Palau, dans un exercice de liberté poétique manquant de rigueur scientifique, a introduit un facteur de confusion au sujet des Paysannes d’Andorre qu’il poursuit dans le texte qui accompagne les images. La vision subjective de Palau explique la confusion semée parmi certains lecteurs et critiques. Ces derniers, faisant confiance au prestige de l’écrivain, à sa relation personnelle avec l’artiste21 et à sa présumée connaissance du pays, peuvent avoir transcrit et répandu ses nouveaux titres pour les œuvres.

Qualifier de gosolanes les figures dessinées par Picasso à Gósol implique d’ignorer et d’appauvrir l’esprit de la vie gosolane à cette époque, car à Gósol, tout le monde n’était pas natif du village. Les vallées de la haute montagne étaient reliées entre elles et les gens des montagnes voisines allaient et venaient entre Gósol et d’autres villages tels que La Vansa, Tuixén ou Andorre... Les uns faisaient de la contrebande, d’autres travaillaient dans les mines et dormaient et mangeaient à Gósol où, pour se payer le logement et la nourriture, ils se plaçaient comme valets de ferme en prenant part également aux tâches de la maison22. En plus des valets de ferme, les maisons, à l’époque, acceptaient des garçons de ferme23. On embauchait aussi des domestiques et des travailleurs saisonniers (en particulier pour les travaux agricoles, en été) originaires des vallées voisines24. Les Andorrans, en particulier, plus pauvres que les personnes originaires d’autres régions, émigraient en France et en Espagne à la recherche d’un emploi25. Ce personnel de passage ne s’inscrivait pas au registre paroissial et par conséquent sa présence au village n’était pas prise en compte.
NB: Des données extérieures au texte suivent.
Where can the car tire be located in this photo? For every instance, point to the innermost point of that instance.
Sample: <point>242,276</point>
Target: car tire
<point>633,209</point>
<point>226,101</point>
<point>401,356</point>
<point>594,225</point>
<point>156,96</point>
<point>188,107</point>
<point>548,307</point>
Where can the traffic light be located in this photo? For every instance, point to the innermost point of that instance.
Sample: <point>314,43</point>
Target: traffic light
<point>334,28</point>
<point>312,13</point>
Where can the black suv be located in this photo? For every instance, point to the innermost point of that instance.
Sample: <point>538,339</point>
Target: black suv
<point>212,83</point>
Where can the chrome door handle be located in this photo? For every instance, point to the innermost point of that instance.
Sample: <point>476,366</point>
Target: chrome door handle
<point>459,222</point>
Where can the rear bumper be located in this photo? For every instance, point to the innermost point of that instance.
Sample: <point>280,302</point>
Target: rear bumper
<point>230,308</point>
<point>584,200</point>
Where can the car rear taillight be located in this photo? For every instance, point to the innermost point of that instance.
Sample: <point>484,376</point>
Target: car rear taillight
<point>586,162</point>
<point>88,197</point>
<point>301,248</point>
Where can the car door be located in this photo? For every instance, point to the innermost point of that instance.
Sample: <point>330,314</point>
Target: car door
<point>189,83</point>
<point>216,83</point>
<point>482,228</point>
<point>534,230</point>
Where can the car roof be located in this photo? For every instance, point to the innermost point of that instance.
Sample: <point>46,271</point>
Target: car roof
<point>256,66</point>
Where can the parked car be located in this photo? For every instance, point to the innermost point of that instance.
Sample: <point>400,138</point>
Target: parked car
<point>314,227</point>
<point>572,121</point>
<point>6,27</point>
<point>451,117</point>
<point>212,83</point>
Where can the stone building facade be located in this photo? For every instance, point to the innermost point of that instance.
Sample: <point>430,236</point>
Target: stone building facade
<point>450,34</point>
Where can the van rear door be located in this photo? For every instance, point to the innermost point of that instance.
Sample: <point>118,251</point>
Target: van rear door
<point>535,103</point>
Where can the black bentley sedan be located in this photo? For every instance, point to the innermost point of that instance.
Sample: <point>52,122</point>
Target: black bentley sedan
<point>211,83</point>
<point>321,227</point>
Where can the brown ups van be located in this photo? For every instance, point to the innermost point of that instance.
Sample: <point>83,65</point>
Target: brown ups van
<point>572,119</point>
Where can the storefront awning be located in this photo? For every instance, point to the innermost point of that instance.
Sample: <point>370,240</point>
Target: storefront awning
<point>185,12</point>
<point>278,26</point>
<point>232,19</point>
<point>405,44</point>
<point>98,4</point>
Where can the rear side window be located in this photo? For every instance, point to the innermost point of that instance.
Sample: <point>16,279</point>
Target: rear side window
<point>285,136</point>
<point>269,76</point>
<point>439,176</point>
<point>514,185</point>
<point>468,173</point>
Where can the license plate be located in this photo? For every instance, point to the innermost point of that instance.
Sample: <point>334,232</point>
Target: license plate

Il existait, en plus des contacts mentionnés entre Gósol et Andorre, des relations issues26 des transactions réalisées par les marchands ambulants et par les marchands de bétail (transhumance et foires)27. Les liens de parenté28 étaient aussi à l’origine de visites en été entre parents (quelques Gosolans s’étaient installés en Andorre, à Saint Julià de Lòria, à la Massana)29. Profitant du dégel, familles et amis traversaient le Pas des Gosolans et assistaient aux bals et fêtes qui constituaient la principale source de distraction à la montagne30.

Des relations très spéciales entre Gosolans et Andorrans naissaient de la contrebande, activité qui fascinait Picasso et qui était pratiquée par la plupart des Gosolans. Fernande Olivier, la compagne avec laquelle Picasso s’est rendu à Gósol, décrit cette activité dans son livre de mémoires :

«...presque tous les hommes (Gosolans) faisaient pour vivre de la contrebande, allumettes, tabac, que sais-je... Cela aussi était dans les coutumes de l’endroit»31.

Au fil des années, la contrebande était l’un des souvenirs les plus vifs de l’artiste sur Gósol. Il l’expliqua ainsi à son ami John Richardson :

«... (Picasso) avait l’habitude d’aller chasser à la montagne, où abondaient les cerfs et les chamois. Ces expéditions étaient surtout intéressantes pour servir de couverture pour la contrebande, l’activité économique la plus importante de la zone. La contrebande était ce dont Picasso se souvenait le mieux de Gósol. Le risque, l’excitation et les profits; la façon avec laquelle des nobles hors-la-loi, notamment son ami l’aubergiste, s’affrontaient aux forces de l’ordre : tout ceci transformait le contrebandier en quelqu’un avec lequel il pouvait arriver à s’identifier, car lui aussi se sentait hors la loi»32. 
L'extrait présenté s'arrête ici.